Speed up ‘spark gap’ reform to aid heat pump uptake, ministers urged

The government has been urged to improve disappointing heat pump uptake rates by pushing ahead with projects to rebalance levies placed on gas and electricity bills.

Earlier this week, Ofgem unveiled figures showing a £61 million underspend on the 2023/24 budget for the Boiler Upgrade Scheme (BUS).

This is less than two-thirds of the £150 million annual budget earmarked for the BUS, which provides grants for homeowners replacing fossil fuel boilers with heat pumps.

It was the second year in succession that the BUS has not hit its target with just £51 million worth of grants dished out in the ten-month period that the scheme was operating during 2022/23.

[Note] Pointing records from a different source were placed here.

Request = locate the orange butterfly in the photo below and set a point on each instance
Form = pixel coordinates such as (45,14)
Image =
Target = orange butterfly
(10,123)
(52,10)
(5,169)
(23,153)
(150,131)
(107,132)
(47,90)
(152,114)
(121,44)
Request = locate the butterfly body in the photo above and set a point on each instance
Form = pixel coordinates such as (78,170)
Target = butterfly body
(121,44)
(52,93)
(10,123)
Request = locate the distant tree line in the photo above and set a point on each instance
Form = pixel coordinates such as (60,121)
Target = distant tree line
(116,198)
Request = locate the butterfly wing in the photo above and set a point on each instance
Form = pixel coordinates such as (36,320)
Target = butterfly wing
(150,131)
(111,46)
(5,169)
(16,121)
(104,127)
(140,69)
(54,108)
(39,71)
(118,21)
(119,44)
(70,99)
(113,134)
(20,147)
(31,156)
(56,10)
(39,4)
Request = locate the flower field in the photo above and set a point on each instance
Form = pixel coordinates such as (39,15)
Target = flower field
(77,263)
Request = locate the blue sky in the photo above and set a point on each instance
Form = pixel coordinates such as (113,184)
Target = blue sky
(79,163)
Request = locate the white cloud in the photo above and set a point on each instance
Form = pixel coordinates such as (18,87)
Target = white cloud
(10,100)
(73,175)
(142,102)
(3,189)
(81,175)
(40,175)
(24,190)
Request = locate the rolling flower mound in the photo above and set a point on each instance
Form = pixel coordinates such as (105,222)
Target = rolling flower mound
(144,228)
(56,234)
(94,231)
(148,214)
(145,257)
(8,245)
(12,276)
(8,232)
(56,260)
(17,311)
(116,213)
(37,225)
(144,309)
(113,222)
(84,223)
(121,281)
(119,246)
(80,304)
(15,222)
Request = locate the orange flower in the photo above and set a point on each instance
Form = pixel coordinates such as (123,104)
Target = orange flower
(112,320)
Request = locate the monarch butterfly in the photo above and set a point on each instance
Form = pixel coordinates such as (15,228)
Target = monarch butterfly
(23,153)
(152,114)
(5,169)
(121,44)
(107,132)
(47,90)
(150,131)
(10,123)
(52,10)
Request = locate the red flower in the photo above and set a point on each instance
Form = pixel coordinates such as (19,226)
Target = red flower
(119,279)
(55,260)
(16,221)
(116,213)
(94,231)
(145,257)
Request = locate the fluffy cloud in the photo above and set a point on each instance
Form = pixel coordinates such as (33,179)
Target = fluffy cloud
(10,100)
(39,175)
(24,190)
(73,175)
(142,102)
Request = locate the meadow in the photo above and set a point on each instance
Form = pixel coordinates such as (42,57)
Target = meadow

The latest figures also follow last November’s move by the government to increase the size of individual BUS grants from £5,000 to £7,500.

Bean Beanland, director for growth & external affairs at the Heat Pump Federation (HPF), told Utility Week that the annual figures did not reflect the “month on month growth” growth in BUS take-up since the 50% increase in grant levels.

In addition, he said that there has been a wider “hiatus” in heat pump sales, which fell by 4% across Europe last year and has been blamed on wider cost of living increases.

But the main factor hindering uptake of heat pumps is the continuing “spark gap” between electricity and gas prices due to the additional environmental and social policy costs and levies, which apply to the former but not the latter, Beanland said.

The government pledged last year to set out plans to rebalance electricity and gas costs during 2023/24 but has yet to do so with proposals understood to have been presented to energy secretary Claire Coutinho.

Junior energy minister Lord Callanan told the House of Lords last month that a consultation on rebalancing energy costs would be published “later this year”.

Beanland warned that significant growth in heat pump sales will not materialise unless the government publishes a really favourable consultation that shifts policy costs from electricity.

He added: “There’s no visibility or vision for consumers to latch on to that says that electrification is going to be cheaper for them ultimately.”

Beanland, who predicted last year that this year’s BUS budget would be “blown” due to increased applications, also said the HPF wants the unspent funding to be brought forward into this year’s pot rather than letting the Treasury claw it all back as is normal government practice.

Charlotte Lee, CEO of the Heat Pump Association, said it was “disappointing” that the BUS budget was not fully spent for the second year.

However, she said that the figures should be set against the “backdrop” of a 125% growth in UK heat pump sales over the past six years.

She added: Since the grant uplift, we have witnessed a steady and consistent increase in applications to the scheme averaging just over 2,000 applications each month between November 2023 and March 2024.

“If this end-of-year trend continues, we anticipate that the Year 3 budget (£150m in 2024-25) will be spent in full.”